WELLINGTON: New Zealand will independently assess the risk of using China’s Huawei Technologies in 5G networks, Prime Minister Jacinda Ardern said on Monday after a report suggested that British precautions could be used by other nations.
Huawei, the world’s biggest producer of telecoms equipment, faces intense scrutiny in the West over its relationship with the Chinese government and US-led allegations that its equipment could be used by Beijing for spying.
No evidence has been produced publicly and the firm has repeatedly denied the allegations, which have led several Western countries to restrict Huawei’s access to their markets.

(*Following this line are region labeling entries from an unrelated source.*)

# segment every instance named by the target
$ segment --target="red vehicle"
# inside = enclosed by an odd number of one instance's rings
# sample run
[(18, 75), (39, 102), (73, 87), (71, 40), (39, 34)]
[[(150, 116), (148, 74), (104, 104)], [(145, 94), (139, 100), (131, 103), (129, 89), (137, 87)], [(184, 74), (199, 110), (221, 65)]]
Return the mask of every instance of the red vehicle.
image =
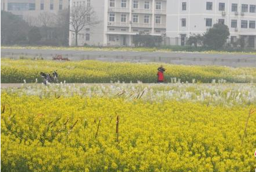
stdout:
[(69, 61), (70, 59), (67, 57), (62, 57), (62, 55), (56, 55), (55, 57), (53, 57), (53, 60), (58, 60), (58, 61)]

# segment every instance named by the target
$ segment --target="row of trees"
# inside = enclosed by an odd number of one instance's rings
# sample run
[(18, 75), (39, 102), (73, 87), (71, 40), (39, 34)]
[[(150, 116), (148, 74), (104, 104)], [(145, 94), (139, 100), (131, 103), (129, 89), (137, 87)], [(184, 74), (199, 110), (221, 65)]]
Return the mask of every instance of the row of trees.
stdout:
[(57, 14), (42, 12), (37, 17), (24, 18), (1, 11), (1, 43), (68, 46), (71, 31), (75, 34), (77, 46), (78, 33), (86, 27), (99, 23), (91, 7), (75, 6)]
[[(229, 46), (227, 40), (229, 35), (228, 26), (221, 23), (216, 24), (203, 35), (191, 35), (187, 44), (195, 47), (201, 46), (212, 50), (221, 50)], [(241, 37), (233, 40), (231, 44), (234, 48), (243, 49), (245, 46), (245, 40)]]
[(1, 11), (1, 44), (68, 45), (69, 15), (68, 10), (63, 10), (57, 14), (42, 13), (25, 21)]

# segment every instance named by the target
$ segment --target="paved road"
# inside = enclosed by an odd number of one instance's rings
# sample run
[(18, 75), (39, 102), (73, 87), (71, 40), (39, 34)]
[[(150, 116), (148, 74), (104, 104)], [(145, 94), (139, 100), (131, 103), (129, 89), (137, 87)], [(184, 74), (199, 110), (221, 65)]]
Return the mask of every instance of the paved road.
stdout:
[(256, 55), (239, 54), (204, 54), (177, 52), (135, 52), (79, 51), (61, 50), (2, 49), (1, 57), (18, 58), (21, 55), (42, 56), (51, 59), (61, 54), (72, 61), (95, 59), (103, 61), (131, 62), (159, 62), (183, 65), (220, 65), (232, 67), (256, 67)]

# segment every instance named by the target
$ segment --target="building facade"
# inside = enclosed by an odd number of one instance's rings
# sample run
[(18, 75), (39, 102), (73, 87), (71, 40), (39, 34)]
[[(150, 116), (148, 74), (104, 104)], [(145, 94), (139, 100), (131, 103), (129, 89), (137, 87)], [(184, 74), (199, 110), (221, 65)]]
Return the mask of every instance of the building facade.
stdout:
[(1, 0), (1, 10), (11, 12), (28, 21), (43, 12), (57, 14), (69, 7), (69, 0)]
[(255, 0), (168, 0), (167, 9), (169, 44), (184, 45), (190, 35), (221, 23), (229, 28), (229, 42), (242, 36), (256, 48)]
[[(132, 46), (141, 31), (161, 36), (166, 31), (166, 0), (71, 0), (71, 8), (90, 5), (100, 23), (87, 27), (78, 35), (78, 44)], [(75, 44), (70, 32), (69, 44)]]

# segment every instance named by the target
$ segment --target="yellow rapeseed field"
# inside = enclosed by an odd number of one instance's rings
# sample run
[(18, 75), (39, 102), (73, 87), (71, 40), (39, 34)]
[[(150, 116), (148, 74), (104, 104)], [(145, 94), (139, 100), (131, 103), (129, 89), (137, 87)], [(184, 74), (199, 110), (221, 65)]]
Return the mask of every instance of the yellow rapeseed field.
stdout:
[[(59, 80), (66, 83), (155, 83), (159, 63), (111, 63), (96, 61), (60, 62), (29, 59), (1, 59), (1, 83), (42, 81), (40, 72), (58, 70)], [(256, 82), (256, 68), (232, 68), (212, 66), (184, 66), (165, 64), (165, 82), (172, 78), (181, 82), (212, 83), (225, 80), (230, 83)]]
[[(256, 168), (255, 85), (230, 84), (223, 89), (213, 85), (212, 90), (196, 84), (149, 85), (149, 92), (135, 96), (131, 92), (146, 90), (143, 85), (62, 85), (1, 91), (1, 171), (253, 172)], [(69, 90), (77, 94), (65, 95)], [(117, 94), (106, 94), (114, 91)], [(166, 96), (160, 99), (162, 93)], [(224, 103), (195, 102), (198, 94)], [(168, 99), (172, 96), (176, 97)], [(239, 103), (225, 104), (231, 99)]]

The Financial Times reported on Sunday that the British government had decided it can mitigate the risks arising from the use of Huawei equipment in 5G networks. It said Britain’s conclusion would “carry great weight” with European leaders and other nations could use similar precautions.

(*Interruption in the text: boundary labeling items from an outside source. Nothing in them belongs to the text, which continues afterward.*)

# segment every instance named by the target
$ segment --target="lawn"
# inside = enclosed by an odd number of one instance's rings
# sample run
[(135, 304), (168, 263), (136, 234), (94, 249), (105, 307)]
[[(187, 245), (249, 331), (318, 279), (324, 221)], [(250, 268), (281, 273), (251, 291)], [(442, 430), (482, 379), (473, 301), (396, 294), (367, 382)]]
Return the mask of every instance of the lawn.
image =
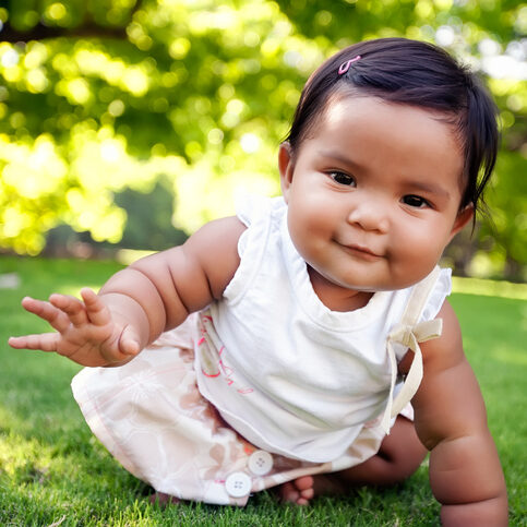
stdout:
[[(0, 289), (0, 525), (438, 525), (426, 463), (394, 489), (358, 489), (304, 508), (280, 505), (267, 492), (243, 510), (149, 505), (147, 486), (128, 475), (84, 423), (70, 391), (79, 367), (7, 345), (10, 335), (45, 331), (19, 307), (23, 296), (96, 288), (118, 268), (112, 262), (0, 257), (0, 274), (21, 278), (16, 288)], [(474, 294), (454, 294), (451, 301), (505, 470), (511, 525), (527, 525), (527, 302)]]

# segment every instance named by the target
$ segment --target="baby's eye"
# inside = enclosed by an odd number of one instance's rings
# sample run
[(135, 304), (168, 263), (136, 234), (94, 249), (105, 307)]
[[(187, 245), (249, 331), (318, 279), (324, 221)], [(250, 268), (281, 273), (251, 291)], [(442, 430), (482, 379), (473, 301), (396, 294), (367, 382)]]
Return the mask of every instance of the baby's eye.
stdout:
[(330, 172), (330, 178), (332, 178), (333, 181), (335, 181), (338, 184), (347, 184), (349, 187), (355, 187), (356, 185), (356, 182), (355, 182), (355, 178), (354, 177), (348, 176), (345, 172), (339, 172), (338, 170), (332, 170)]
[(423, 208), (430, 206), (430, 203), (419, 195), (408, 194), (403, 197), (403, 203), (409, 205), (410, 207)]

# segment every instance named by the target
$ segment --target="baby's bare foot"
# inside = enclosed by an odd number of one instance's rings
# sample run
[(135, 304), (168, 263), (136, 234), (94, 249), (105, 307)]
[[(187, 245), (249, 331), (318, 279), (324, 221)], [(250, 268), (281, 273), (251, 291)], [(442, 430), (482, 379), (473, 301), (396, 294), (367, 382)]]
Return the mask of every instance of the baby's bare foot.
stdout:
[(292, 481), (287, 481), (279, 488), (280, 498), (288, 503), (297, 505), (308, 505), (314, 496), (313, 477), (303, 476)]
[(343, 494), (345, 484), (334, 475), (303, 476), (279, 487), (283, 501), (308, 505), (315, 495)]
[(167, 505), (179, 503), (180, 500), (173, 495), (165, 494), (164, 492), (155, 492), (148, 496), (148, 501), (152, 505), (157, 503), (160, 507), (166, 507)]

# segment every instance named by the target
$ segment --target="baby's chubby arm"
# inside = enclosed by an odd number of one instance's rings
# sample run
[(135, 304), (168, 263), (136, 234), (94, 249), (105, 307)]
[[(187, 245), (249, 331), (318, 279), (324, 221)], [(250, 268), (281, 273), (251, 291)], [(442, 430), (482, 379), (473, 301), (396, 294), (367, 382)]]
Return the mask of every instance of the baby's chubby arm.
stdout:
[(423, 380), (412, 405), (430, 451), (430, 484), (447, 526), (505, 526), (507, 496), (483, 399), (463, 352), (457, 318), (445, 301), (443, 335), (422, 344)]
[(57, 351), (84, 366), (128, 362), (164, 331), (221, 297), (239, 266), (238, 240), (244, 229), (236, 217), (211, 221), (182, 245), (116, 273), (98, 295), (83, 289), (82, 300), (26, 297), (23, 307), (57, 333), (12, 337), (9, 344)]

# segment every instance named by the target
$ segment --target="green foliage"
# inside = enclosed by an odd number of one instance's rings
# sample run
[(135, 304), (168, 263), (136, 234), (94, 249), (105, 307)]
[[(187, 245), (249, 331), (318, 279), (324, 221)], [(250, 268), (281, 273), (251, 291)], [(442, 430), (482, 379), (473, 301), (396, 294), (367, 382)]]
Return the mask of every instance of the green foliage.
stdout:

New Zealand’s intelligence agency in November rejected an initial request from telecommunications services provider Spark to use 5G equipment provided by Huawei.

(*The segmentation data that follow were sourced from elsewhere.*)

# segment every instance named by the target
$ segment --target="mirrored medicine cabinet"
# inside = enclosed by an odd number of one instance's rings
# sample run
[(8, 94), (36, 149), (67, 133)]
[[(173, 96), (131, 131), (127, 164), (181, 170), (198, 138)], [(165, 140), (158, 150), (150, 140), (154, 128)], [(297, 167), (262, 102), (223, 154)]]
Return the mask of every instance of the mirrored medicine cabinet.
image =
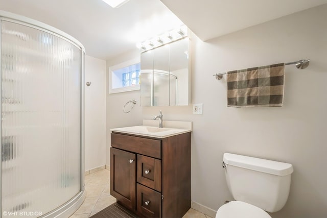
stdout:
[(190, 39), (141, 54), (142, 106), (186, 106), (191, 99)]

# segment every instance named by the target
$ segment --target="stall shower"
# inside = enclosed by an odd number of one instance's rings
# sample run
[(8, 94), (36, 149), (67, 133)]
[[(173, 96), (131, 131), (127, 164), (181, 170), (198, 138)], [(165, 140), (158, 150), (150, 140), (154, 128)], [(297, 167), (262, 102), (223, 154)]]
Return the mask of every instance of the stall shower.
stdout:
[(44, 23), (0, 12), (1, 215), (67, 217), (85, 198), (85, 50)]

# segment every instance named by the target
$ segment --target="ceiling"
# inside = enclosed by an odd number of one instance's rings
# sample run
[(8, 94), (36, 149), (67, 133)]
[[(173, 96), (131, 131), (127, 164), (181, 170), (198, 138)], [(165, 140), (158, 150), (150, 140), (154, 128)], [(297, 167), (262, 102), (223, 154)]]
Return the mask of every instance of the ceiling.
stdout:
[(0, 0), (0, 10), (59, 29), (81, 42), (86, 55), (104, 60), (183, 24), (159, 0), (130, 0), (118, 8), (102, 0)]
[(327, 4), (327, 0), (161, 1), (203, 41)]
[(80, 41), (87, 55), (108, 60), (135, 50), (136, 43), (177, 28), (182, 21), (206, 40), (326, 3), (327, 0), (130, 0), (115, 9), (102, 0), (0, 0), (0, 10), (59, 29)]

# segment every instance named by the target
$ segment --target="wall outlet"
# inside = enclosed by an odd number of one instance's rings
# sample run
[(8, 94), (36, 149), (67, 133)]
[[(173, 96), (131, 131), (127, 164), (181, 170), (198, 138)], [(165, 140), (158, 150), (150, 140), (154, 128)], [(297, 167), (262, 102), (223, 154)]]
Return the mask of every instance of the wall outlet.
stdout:
[(203, 104), (193, 104), (193, 114), (203, 114)]

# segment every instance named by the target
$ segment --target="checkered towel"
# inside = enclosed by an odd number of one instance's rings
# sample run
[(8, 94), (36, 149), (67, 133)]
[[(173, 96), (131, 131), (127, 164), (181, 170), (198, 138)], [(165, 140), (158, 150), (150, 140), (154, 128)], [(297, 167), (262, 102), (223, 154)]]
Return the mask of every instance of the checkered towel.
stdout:
[(284, 63), (227, 73), (227, 107), (282, 107)]

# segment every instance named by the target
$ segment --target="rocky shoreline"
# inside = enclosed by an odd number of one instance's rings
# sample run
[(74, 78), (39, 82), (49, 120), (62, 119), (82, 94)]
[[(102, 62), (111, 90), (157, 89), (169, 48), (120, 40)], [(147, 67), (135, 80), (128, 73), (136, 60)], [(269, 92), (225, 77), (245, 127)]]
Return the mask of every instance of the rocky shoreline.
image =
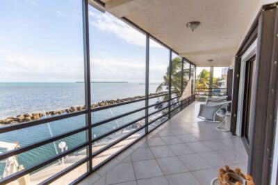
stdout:
[[(154, 96), (160, 95), (162, 94), (151, 94), (149, 96)], [(99, 107), (104, 107), (117, 103), (121, 103), (124, 102), (138, 100), (144, 98), (145, 96), (136, 96), (131, 98), (125, 98), (122, 99), (117, 99), (117, 100), (104, 100), (101, 102), (98, 102), (97, 103), (93, 103), (91, 105), (91, 108), (97, 108)], [(9, 116), (4, 119), (0, 119), (0, 124), (1, 125), (9, 125), (9, 124), (16, 124), (19, 123), (28, 122), (31, 121), (38, 120), (41, 118), (45, 118), (46, 116), (54, 116), (54, 115), (59, 115), (66, 113), (72, 113), (79, 111), (82, 111), (85, 109), (85, 106), (76, 106), (76, 107), (71, 107), (68, 109), (64, 109), (57, 111), (47, 111), (44, 112), (39, 112), (39, 113), (26, 113), (17, 115), (16, 116)]]

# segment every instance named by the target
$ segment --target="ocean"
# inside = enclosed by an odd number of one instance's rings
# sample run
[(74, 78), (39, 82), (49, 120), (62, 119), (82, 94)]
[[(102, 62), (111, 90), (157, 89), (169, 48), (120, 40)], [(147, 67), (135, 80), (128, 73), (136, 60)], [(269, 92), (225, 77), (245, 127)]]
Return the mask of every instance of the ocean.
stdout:
[[(154, 93), (158, 84), (150, 84), (149, 93)], [(43, 112), (70, 108), (85, 104), (84, 84), (72, 83), (0, 83), (0, 119), (25, 113)], [(92, 103), (145, 95), (145, 85), (135, 82), (92, 82)], [(149, 104), (157, 98), (151, 99)], [(143, 107), (145, 101), (96, 112), (92, 114), (92, 122), (95, 123), (124, 112)], [(154, 111), (154, 108), (150, 109)], [(94, 127), (92, 136), (97, 136), (117, 126), (126, 123), (145, 115), (145, 110)], [(18, 130), (0, 134), (0, 141), (19, 141), (21, 146), (33, 143), (85, 125), (85, 116), (81, 115), (64, 120), (51, 122)], [(65, 141), (71, 148), (85, 141), (85, 132), (82, 132), (55, 142)], [(0, 152), (3, 152), (0, 148)], [(24, 168), (42, 161), (60, 150), (49, 143), (17, 155), (17, 160)], [(5, 161), (0, 163), (0, 176), (3, 173)]]

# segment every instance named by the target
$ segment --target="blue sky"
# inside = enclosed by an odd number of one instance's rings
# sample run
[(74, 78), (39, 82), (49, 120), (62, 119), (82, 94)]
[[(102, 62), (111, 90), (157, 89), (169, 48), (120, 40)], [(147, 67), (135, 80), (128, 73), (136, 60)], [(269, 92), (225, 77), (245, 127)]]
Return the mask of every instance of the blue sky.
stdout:
[[(0, 82), (83, 80), (81, 1), (0, 1)], [(92, 81), (144, 82), (145, 35), (89, 8)], [(151, 40), (150, 82), (166, 72), (169, 51)]]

At the time, the Government Communications Security Bureau (GCSB) gave Spark options to mitigate national security concerns over the use of Huawei equipment, Ardern said on Monday.
“The ball is now in their court,” she told a weekly news conference.
Ardern said New Zealand, which is a member of the Five Eyes intelligence sharing network that includes the United Kingdom and the United States, would conduct its own assessment.
“I would expect the GCSB to apply with our legislation and our own security assessments. It is fair to say Five Eyes, of course, share information but we make our own independent decisions,” she said.
Huawei New Zealand did not immediately respond to a request for comment. Spark said it was in discussions with GCSB officials.
“We are working through what possible mitigations we might be able to provide to address the concerns raised by the GCSB and have not yet made any decision on whether or when we should submit a revised proposal to GCSB,” Spark spokesman Andrew Pirie said in an emailed statement.
The Huawei decision, along with the government’s tougher stance on China’s growing influence in the Pacific, has some politicians and foreign policy analysts worried about potential strained ties with a key trading partner.
Ardern’s planned first visit to Beijing has faced scheduling issues, and China last week postponed a major tourism campaign in New Zealand days before its launch.
Ardern said her government’s relationship with China was strong despite some complex issues.
“Visits are not a measure of the health of a relationship they are only one small part of it,” she said, adding that trade and tourism ties remained strong.